Let's start with $x \in Y$ a $B$-fixed vector. Then it's a high weight line in $M$, so the linear span $N \leq M$ of $Y$ is an irreducible subrepresentation of $M$.
Do you mind if I assume we're in characteristic $0$, as Brion does? Then we can split $M = N \oplus N'$, and $M^* = N^* \oplus N'^*$.`
(Which is to say, you can reduce to the case $M$ irreducible, if that helps understand the situation.) So it's sufficient (and in the general case, necessary!) to look for your $\eta$ inside $N^*$.
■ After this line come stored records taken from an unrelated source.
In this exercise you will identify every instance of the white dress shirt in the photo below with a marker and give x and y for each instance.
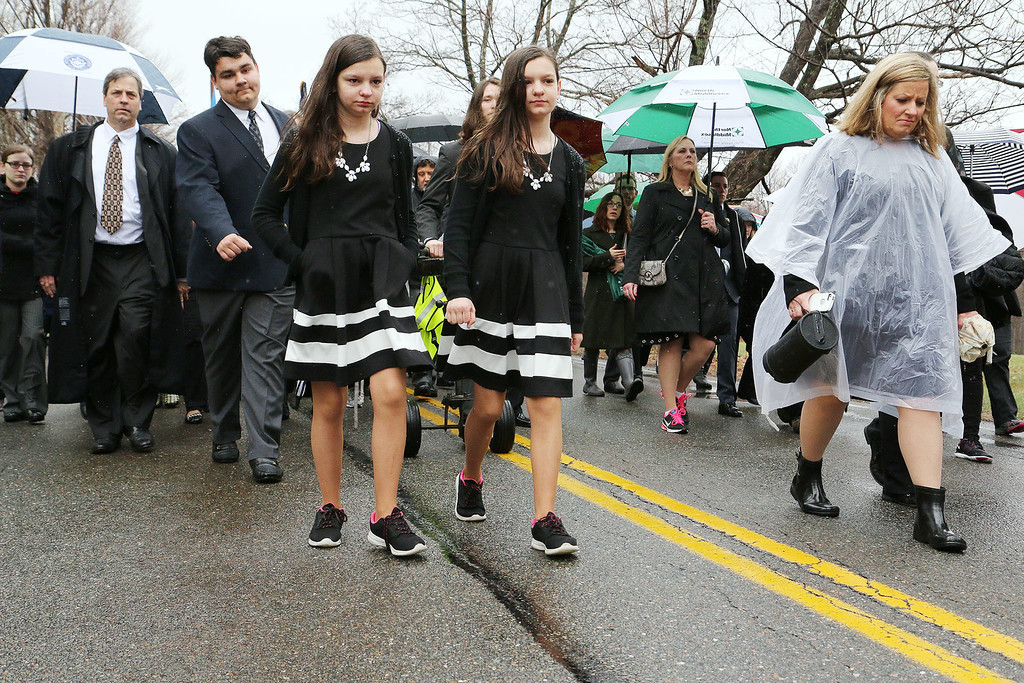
(131, 210)
(267, 129)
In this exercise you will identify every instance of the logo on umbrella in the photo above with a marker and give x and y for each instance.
(78, 61)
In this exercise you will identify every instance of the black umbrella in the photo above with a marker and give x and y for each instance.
(429, 127)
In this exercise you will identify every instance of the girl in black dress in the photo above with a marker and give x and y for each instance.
(345, 177)
(514, 284)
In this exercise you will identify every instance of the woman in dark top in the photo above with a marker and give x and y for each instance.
(692, 303)
(344, 177)
(607, 323)
(514, 284)
(23, 342)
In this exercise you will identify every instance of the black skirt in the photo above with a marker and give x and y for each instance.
(353, 315)
(522, 336)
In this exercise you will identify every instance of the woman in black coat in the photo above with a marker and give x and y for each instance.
(681, 222)
(607, 323)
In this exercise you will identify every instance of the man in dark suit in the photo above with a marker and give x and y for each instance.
(732, 254)
(223, 156)
(112, 245)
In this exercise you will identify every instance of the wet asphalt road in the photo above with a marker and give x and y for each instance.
(167, 566)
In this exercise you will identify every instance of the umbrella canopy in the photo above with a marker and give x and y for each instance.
(629, 155)
(64, 71)
(595, 199)
(429, 127)
(993, 157)
(582, 133)
(750, 110)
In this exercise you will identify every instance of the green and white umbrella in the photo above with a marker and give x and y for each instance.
(750, 110)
Your first question is then why the $\eta \in (N^*)^B$, unique up to scale, has $\eta(m) \neq 0$. If it were zero,
$$ 0 = \eta(m) = (b\cdot \eta)(m) = \eta(b^{-1}\cdot m) \qquad \forall b\in B $$
from which we learn that $\eta$ annihilates a spanning set of $N$, so all of $N$. But $\eta \in N^*$, ` so it's zero, contradiction.
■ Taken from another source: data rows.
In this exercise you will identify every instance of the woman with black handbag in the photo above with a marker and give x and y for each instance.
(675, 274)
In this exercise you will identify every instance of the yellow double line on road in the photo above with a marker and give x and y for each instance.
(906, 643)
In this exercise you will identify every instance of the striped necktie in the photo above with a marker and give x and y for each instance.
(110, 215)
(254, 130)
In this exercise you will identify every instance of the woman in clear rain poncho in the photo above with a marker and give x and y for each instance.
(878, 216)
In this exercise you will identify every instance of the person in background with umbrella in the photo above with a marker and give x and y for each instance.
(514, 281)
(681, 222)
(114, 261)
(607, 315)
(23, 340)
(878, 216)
I'm not used to describing parabolic subgroups as "opposed" but I assume it means that $G_{[\eta]} G_y$ is dense in $G$. By definition of $\eta$, $G_{[\eta]} \geq B$, so it's enough to show $B G_y$ is dense in $G$, or that $B G_y / G_y$ is dense in $G/G_y$. This was exactly the condition used to pick $y$, that $B y$ was dense in $Y \cong G/G_y$.